The therapeutic activities of cyclodextrin-associated itraconazole oral solution (itraconazole OS) by two administration routes in experimental oral and oesophageal candidiasis in mice were examined and compared.

Using experimental oral and oesophageal candidiasis models in ICR mice, we investigated the efficacy of oral and intragastric administration of itraconazole OS and checked the concentration of itraconazole and its metabolite hydroxyitraconazole (OH-itraconazole) in tongues or oesophagus tissue after administration of itraconazole OS.

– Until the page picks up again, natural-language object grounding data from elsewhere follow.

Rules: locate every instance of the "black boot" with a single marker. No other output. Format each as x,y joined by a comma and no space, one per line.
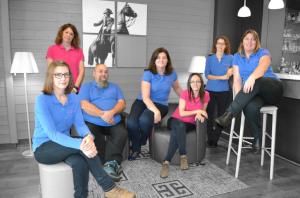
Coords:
225,119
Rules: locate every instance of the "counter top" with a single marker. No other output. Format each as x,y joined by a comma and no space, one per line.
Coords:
288,76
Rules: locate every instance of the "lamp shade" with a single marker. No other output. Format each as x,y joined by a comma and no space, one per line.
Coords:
244,11
276,4
24,62
197,64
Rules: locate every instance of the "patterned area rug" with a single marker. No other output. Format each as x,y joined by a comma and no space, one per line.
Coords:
142,177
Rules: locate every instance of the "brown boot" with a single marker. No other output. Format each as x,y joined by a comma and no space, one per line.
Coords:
118,192
164,172
183,162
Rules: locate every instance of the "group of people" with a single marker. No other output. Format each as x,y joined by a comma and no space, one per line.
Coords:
95,108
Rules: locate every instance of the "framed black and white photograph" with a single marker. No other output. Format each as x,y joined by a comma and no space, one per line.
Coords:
99,49
131,18
98,16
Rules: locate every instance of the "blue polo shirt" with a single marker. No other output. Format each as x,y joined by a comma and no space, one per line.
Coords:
104,99
217,68
53,121
160,86
247,66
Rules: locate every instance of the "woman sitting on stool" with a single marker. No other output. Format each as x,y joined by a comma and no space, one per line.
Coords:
192,107
254,85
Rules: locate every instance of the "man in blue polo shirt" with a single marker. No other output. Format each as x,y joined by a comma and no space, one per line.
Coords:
102,102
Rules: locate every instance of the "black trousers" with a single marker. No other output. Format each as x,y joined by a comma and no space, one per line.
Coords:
218,103
109,140
266,91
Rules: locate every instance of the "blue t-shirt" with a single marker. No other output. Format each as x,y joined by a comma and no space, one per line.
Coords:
104,99
216,68
160,86
53,121
247,66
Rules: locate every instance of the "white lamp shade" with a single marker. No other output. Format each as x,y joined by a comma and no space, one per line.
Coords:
244,12
197,64
24,62
276,4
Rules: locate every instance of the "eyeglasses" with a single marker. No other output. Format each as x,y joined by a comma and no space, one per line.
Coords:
60,75
195,82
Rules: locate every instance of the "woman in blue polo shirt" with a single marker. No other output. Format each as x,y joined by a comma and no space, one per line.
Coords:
254,84
151,104
56,110
218,72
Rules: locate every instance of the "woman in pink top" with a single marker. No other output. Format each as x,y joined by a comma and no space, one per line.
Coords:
192,107
67,49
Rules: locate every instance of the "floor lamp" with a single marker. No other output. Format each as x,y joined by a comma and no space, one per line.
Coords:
24,63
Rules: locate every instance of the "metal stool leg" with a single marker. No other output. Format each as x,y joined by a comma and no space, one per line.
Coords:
230,141
263,143
240,145
274,121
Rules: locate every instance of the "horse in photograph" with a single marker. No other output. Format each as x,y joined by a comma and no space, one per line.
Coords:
126,18
100,48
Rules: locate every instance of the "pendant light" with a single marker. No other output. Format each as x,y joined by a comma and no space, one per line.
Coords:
244,11
276,4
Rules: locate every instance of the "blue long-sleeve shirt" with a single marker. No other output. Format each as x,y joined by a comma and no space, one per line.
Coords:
217,68
53,121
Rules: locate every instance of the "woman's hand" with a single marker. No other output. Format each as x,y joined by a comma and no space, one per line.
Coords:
249,84
157,117
88,146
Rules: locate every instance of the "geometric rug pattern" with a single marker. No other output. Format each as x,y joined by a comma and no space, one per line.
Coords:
142,177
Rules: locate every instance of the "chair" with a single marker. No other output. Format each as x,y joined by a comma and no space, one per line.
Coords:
160,137
243,142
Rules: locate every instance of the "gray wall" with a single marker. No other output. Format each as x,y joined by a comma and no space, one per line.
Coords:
183,27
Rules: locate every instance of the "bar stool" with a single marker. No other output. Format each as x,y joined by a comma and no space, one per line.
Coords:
245,143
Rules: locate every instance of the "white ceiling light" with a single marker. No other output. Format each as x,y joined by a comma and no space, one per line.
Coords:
244,11
276,4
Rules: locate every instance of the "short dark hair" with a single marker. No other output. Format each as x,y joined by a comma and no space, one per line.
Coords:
76,40
48,84
152,66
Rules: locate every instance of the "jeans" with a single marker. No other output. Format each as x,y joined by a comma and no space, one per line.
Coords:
110,141
140,122
52,153
266,91
178,137
216,107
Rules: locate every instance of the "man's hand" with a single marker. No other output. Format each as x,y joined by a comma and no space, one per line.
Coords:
108,117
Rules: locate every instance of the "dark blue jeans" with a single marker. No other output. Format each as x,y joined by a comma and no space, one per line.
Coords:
266,91
110,141
216,107
178,137
140,122
53,153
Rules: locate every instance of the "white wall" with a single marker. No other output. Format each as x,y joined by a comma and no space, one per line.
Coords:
185,28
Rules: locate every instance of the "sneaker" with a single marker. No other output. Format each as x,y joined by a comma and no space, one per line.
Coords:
183,162
118,192
113,169
134,155
164,172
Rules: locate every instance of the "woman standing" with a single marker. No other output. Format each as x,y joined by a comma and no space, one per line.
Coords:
152,103
67,49
55,112
254,84
218,71
192,106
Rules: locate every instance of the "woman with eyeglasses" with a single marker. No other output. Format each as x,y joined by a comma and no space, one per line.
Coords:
218,71
67,48
192,107
56,110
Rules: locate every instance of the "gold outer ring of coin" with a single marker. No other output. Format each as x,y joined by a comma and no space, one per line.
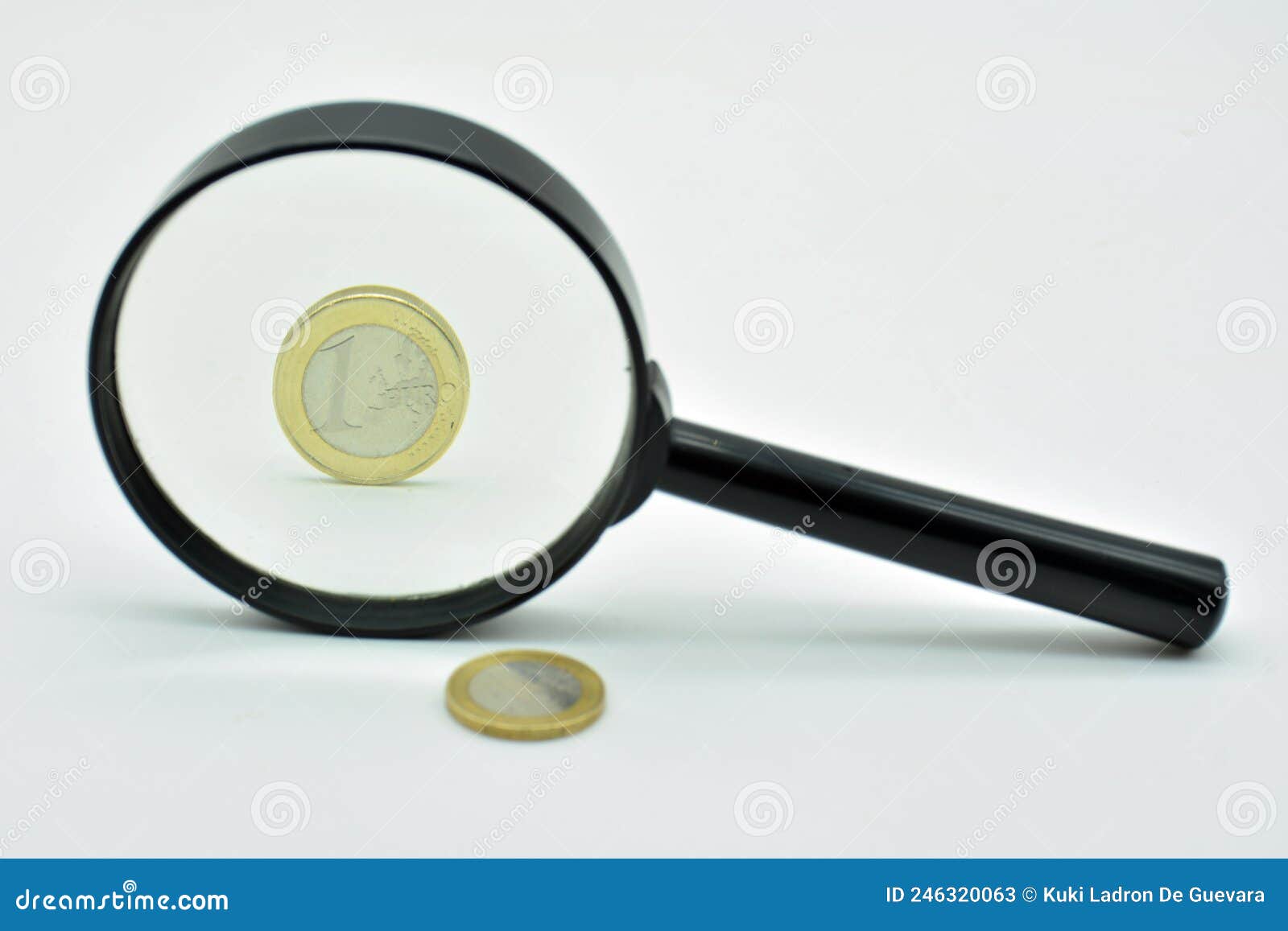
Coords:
583,714
386,307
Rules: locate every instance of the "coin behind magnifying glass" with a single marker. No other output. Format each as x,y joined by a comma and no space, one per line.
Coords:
371,385
526,694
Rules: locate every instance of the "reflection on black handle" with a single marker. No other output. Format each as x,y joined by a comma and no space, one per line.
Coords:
1167,594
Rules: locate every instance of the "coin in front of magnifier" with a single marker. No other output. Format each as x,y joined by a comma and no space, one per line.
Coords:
526,694
371,385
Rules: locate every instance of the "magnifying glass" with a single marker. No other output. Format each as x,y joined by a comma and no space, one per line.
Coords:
375,369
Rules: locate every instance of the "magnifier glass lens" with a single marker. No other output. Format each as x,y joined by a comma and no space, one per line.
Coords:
463,405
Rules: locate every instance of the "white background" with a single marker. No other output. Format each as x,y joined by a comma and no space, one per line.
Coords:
873,192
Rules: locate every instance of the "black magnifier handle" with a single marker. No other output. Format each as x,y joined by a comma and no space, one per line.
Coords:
1159,591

Oral administration of itraconazole OS at doses of 0.8, 4.0 or 20 mg/kg/day clearly decreased the number of viable Candida albicans cells in the oral cavity of mice with oral candidiasis in a dose-dependent manner at 3 days after infection. Intragastric administration of itraconazole OS at doses of 4 and 20 mg/kg/day once a day were also effective but to a lesser degree than that of oral administration. In the oesophageal candidiasis model, oral administration of itraconazole OS displayed superior therapeutic efficacy to the intragastric route. In coincidence with the greater efficacy, itraconazole was detected in lesional tissues after oral administration of itraconazole OS.

Oral administration of itraconazole OS displayed therapeutic efficacy against murine oral and oesophageal candidiasis superior to that achieved by intragastric administration. This can be explained by there being higher concentrations of itraconazole in tongues or oesophagus tissues after administration of the suspension by the oral route.